Los amigos de Nelson, al verme reír tan espontáneamente, asumieron que era una tonta, y me miraron con burla. Alguien susurró:
—¿Cómo es que Nelson se fijó en alguien así?
Otro, cautivado por el collar de Ivana, exclamó:
—¡Ivana, qué collar tan espectacular!
Ella, ruborizada, acarició la joya y miró a Nelson con dulzura, diciendo:
—Me lo regaló Nelson para celebrar mi regreso. Dijo que si la exposición salía bien, me regalaría uno aún mejor.
—Vaya, Nelson sí que es generoso —intervine con falsa inocencia—. Esa pieza está hecha con piedras que han estado en su familia desde la época de su madre. El diseño tardó casi medio año y el corte se hizo fuera del país. Según la tradición, esa joya es solo para la esposa del heredero. Debes ser muy especial para que te la haya dado.
Un silencio incómodo llenó el ambiente. El rostro de Nelson se tornó sombrío.
Hasta los más distraídos se dieron cuenta de lo que acababa de pasar: la joya que debía haber sido mía ahora estaba en el cuello de Ivana, quien, nerviosa, se apresuró a ponerse de pie, acariciando el collar, sin saber qué hacer, mientras sus ojos se anegaban en lágrimas.
—Nelson, perdón... No sabía que era de Paula, fui muy tonta, debí haber preguntado antes...
Sus lágrimas comenzaron a caer, dándole un aire de fragilidad. Intentó desesperadamente quitarse el collar, y su cuello pálido se fue enrojeciendo por el esfuerzo.
—Nelson, ayúdame, por favor... quítamelo.
Su voz temblaba y parecía quedarse sin aliento. Nelson, visiblemente angustiado, tomó sus manos para detenerla:
—Ya te dije que es tuyo, no tienes que quitártelo.
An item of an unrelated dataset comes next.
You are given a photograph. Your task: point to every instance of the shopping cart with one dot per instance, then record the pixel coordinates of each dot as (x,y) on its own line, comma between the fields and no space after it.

Déjalo en su lugar, no le prestes atención a esas tonterías.
Dicho esto, se giró hacia mí, mirándome con rabia, y soltó:
—Es solo una piedra, Paula. Y tú eres médica. No puedo creer que estés armando tanto drama por algo tan trivial. Ya casi eres doctora y sigues siendo tan superficial. ¿No te da vergüenza hacer esta escena frente a todos? —Hizo una pausa, antes de continuar con un tono aún más firme—:Y si la joya es para mi futura esposa, soy yo quien decide quién la usa. Si se la regalé a Ivana es porque ella se la merece más que tú. Estamos a punto de casarnos y sigues complicando todo. ¿Qué más quieres de mí?
Ivana, ya sonriendo y recuperada, dijo con dulzura:
—Gracias, Nelson. La verdad es que creo que esta joya queda perfecta con el vestido que usaré en mi exposición. Después de tantos años, sigues siendo el que mejor conoce mis gustos.